Ahí recuerdas, a la manera de Eric Hobsbawm, que la tradición se inventa (y reinventa), que se despliega, transforma, anquilosa o desaparece —en el imaginario colectivo y en la práctica social—, gracias a los cambios históricos y de mentalidades. El volumen abre con la caricatura Se retratan mitos, de Ulises Culebro, título de poder sintético y en la que apareces, Monsiváis, con una vieja cámara de tripié, de la que cuelgan fotos de María Félix, El Santo, la Guadalupana y El Indio Fernández.
Tú sabías que no todas las imágenes viven en un cuadro, una película, una foto o hasta en un objeto. Muchas de ellas surgían, de manera directa, de las realidades que escudriñabas. Y muchas las transformaste en palabras, que al ser leídas volvían a ser imágenes. Y aunque no eran la realidad, sí eran una representación de la realidad mediante las palabras y la generación de imágenes, como al parecer lo plantea Roland Barthes. Eso quedaba claro, Monsiváis, cuando la hacías de cronista:
“El peregrino, con los brazos en cruz, avanza de rodillas al santuario. El camino es penoso, las rodillas sangran, cada movimiento le parece un lento desfile por el estupor y la pena, los hijos y la esposa se apresuran y le colocan mantas para atenuar el dolor.”

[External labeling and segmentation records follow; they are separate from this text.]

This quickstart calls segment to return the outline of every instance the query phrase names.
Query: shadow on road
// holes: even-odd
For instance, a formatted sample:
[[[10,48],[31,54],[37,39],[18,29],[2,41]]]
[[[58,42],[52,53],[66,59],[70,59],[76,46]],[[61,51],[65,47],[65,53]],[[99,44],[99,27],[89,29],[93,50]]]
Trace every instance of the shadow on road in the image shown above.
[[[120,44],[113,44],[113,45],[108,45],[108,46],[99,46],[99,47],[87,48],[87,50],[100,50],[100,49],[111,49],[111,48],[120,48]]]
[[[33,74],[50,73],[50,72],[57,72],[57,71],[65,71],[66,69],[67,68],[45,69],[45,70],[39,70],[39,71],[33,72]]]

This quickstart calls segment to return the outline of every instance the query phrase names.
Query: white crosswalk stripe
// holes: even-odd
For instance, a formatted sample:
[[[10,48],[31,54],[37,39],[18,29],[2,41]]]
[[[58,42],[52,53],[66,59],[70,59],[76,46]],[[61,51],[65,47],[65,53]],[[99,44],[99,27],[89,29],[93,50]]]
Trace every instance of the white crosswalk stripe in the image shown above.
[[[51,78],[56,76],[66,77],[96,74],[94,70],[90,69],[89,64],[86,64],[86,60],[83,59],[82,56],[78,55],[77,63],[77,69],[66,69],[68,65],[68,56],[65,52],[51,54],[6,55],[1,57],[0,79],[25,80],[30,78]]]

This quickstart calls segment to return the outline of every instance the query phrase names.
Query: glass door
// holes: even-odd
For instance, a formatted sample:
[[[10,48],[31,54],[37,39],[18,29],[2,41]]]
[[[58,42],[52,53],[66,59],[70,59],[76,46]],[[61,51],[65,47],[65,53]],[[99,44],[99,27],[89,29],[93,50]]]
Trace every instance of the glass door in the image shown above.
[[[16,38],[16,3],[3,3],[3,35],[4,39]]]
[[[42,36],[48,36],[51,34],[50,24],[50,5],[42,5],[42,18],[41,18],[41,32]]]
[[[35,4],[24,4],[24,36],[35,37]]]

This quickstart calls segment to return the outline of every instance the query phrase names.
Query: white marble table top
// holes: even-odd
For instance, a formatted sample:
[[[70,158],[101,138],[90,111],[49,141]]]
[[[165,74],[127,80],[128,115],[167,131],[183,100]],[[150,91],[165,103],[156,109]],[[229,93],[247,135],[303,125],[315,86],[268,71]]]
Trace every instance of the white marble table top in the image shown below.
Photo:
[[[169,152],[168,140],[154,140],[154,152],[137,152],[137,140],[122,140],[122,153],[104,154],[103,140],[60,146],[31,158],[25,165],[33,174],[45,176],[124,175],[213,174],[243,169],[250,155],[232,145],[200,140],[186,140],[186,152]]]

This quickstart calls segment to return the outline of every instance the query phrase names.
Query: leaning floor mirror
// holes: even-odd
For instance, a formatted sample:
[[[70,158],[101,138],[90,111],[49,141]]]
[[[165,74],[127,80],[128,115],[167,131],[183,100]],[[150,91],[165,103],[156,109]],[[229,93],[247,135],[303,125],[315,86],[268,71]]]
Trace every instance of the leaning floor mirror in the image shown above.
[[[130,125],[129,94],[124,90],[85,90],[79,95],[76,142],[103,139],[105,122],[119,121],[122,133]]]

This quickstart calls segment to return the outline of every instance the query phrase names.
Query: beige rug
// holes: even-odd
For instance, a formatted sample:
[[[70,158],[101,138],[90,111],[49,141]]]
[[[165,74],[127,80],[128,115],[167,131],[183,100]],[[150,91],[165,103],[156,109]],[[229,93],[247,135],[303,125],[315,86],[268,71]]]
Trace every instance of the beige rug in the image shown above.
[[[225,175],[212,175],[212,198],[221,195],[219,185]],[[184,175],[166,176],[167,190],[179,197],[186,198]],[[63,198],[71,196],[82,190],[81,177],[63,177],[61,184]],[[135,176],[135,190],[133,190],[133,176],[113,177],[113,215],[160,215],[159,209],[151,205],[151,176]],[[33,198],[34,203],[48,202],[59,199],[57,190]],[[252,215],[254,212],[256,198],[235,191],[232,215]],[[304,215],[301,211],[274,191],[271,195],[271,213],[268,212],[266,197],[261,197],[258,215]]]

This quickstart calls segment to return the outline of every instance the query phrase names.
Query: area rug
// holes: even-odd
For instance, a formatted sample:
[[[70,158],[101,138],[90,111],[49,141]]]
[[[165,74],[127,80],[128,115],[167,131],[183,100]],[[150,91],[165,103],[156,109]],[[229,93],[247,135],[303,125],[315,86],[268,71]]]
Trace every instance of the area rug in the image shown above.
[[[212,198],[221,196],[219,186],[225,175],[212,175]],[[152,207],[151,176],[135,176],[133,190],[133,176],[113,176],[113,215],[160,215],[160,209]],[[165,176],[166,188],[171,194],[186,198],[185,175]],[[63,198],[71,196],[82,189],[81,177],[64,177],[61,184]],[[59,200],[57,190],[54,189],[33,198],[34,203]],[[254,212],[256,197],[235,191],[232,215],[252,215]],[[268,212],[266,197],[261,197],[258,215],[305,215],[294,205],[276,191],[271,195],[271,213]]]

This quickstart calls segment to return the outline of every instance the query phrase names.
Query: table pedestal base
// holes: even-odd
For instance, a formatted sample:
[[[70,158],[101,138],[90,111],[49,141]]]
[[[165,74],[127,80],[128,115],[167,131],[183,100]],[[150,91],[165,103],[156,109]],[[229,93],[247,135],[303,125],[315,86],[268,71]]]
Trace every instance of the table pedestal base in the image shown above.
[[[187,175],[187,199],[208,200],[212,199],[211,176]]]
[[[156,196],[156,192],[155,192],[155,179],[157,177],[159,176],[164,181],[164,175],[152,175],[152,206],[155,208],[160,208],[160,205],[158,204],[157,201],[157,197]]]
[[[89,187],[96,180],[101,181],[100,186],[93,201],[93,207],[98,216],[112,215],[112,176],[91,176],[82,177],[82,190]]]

Ambos tipos de imágenes las llevabas, vía la mirada, al disco duro de tu memoria, para que después de un intenso proceso de reflexión, de comprensión y de generación de ideas, volvieran a salir al mundo revestidas de tus palabras dichas o escritas.
“Entre los viejos griegos, la palabra idea significaba imagen” planteó hace poco, en estas páginas de Cuartoscuro, el escritor y lingüista Carlos Montemayor, quien partió de este mundo hace unos meses, poco antes que tú. Y agregaba Montemayor:
“La idea de las cosas eran las imágenes o las siluetas de los astros, de los seres, de las verdades celestes y humanas. Toda verdad tenía imagen. Entender, comprender, pensar, era tener la visión de esas imágenes. En otras palabras, pensar era ver las ideas o contornos de las cosas. El pensamiento era posible a partir de la imagen de cada cosa.”
En términos de imagen, estimado Monsiváis, la vida es muchas cosas: una película, un fotograma —que sin embargo se mueve—, una obra plástica, una escena cotidiana real, una estrella de cine, un político, una marcha, un espectáculo nocturno —y el público mismo de ese espectáculo—, un periódico revisado en la mañana, un programa de televisión, las imágenes logradas por una voz desde la radio, lo que nos revela la memoria propia y la ajena, los sueños de uno mismo y de otros, las esperanzas, los pesimismos documentados e indocumentados. Todo, desde siempre o al menos en un momento dado, es imagen, así sea la elaboración matemática, metafísica o teórica más “abstracta”. En esos mismos términos, tú lograste en tu tiempo reglamentario asir ese concepto que para muchos es abstracto: la vida, la imagen.